Did you think I was dead?  I wasn't.  Things have just been crazy what with MOVING INTO OUR NEW HOUSE AND ALL.  HOORAY!!  But moving with an infant... yeah, not so fun.  I think that doing so MIGHT be worse than having gonorrhea -- but since I've never had gonorrhea, I can't exactly confirm that statement.  Big relief, huh Dad? 

Anyway, brief summary of the last week or so, in no particular order:

- One of my movers, LeDon, said to me (after looking at a framed picture circa 2004) "my partner don't believe that's you.  I said 'yeah man, that's HER!  She just had a kid, that's all.' "  Thanks, LeDon.  SIDENOTE:  LEDON'S PARTNER ALSO HAD A NECK TAT!!!!!!!!!!!!!!!  2nd mover in less than a year with a neck tat.... 

- I sort of forgot to get the gas turned on at the house... and it took them OVER A WEEK to "fit us in" their schedule.  I DID manage to get lights and water (thanks to Mimi and Pops reminding me), but that pesky other one that heats water and cooks food sort of fell through the cracks. 

In retrospect, I think that we would have been ok for a while with what hot water we had left in the heater had it not been for the bubble bath I took within an hour of moving in.  I deserved that bubble bath though.  Logie Bear had a major diaper explosion in his swing, and my muscles were sore from standing around telling the movers what to do all day.  Once I was nice and relaxed in my bath I called Willis (who was back at the apartment) and said "I'm in a nice big bubble bath!!!!!!"  To which he answered "where's Logie?"  me: "Oh no worries, he's in his exersaucer right by the bathroom door and I'm singing to him."  Poor Willis.  Having to work remotely, standing up, in an apartment with nothing in it while washing his kid's shit soaked swing seat all while his wife relaxes in a fabulous bubble bath in the new house he just bought. 
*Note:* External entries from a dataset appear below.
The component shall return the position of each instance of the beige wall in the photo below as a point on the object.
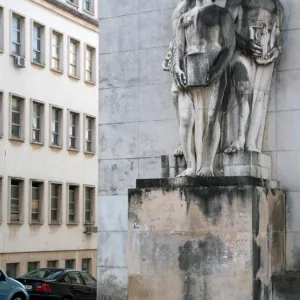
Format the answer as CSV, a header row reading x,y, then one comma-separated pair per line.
x,y
40,162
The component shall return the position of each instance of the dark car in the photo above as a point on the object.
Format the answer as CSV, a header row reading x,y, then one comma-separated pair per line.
x,y
59,284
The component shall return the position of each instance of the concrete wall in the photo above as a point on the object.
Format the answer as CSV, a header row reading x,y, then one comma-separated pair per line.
x,y
137,120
- Today Willis and I went chair shopping for his media room.  Willis HATES salespeople... specifically furniture salespeople.  He has a thing.  So it should come as no surprise that Stefan the Salesman accosted us the second we stepped through the door and started tailing us throughout the store.  If we'd sit in a chair or pause AT ALL, he'd swoosh over with some fun fact about what we were looking at.  "You know, that chair is made in Mississippi."  Really, Stefan?  Did you know that I don't really give a shit where this chair is made?  As we were leaving (because Willis had HAD IT with Stefan), Willis says in his BOOMING voice -- decibels above everything and everyone else -- "YOU KNOW HOW IN JURASSIC PARK THE VELOCIRAPTORS STALK THEIR PREY BEFORE ATTACKING AND EATING THEM?  I FEEL LIKE STEFAN IS A VELOCIRAPTOR AND WE ARE HIS PREY, ABOUT TO GET EATEN.” It was SO loud.

I have to go because we are currently doing our "cry it out" program with Logie and he is screaming his head off and I feel terrible so I'm going to go outside for a bit (don't worry, Willis is doing the "check ins" -- MY POOR LITTLE LAMB).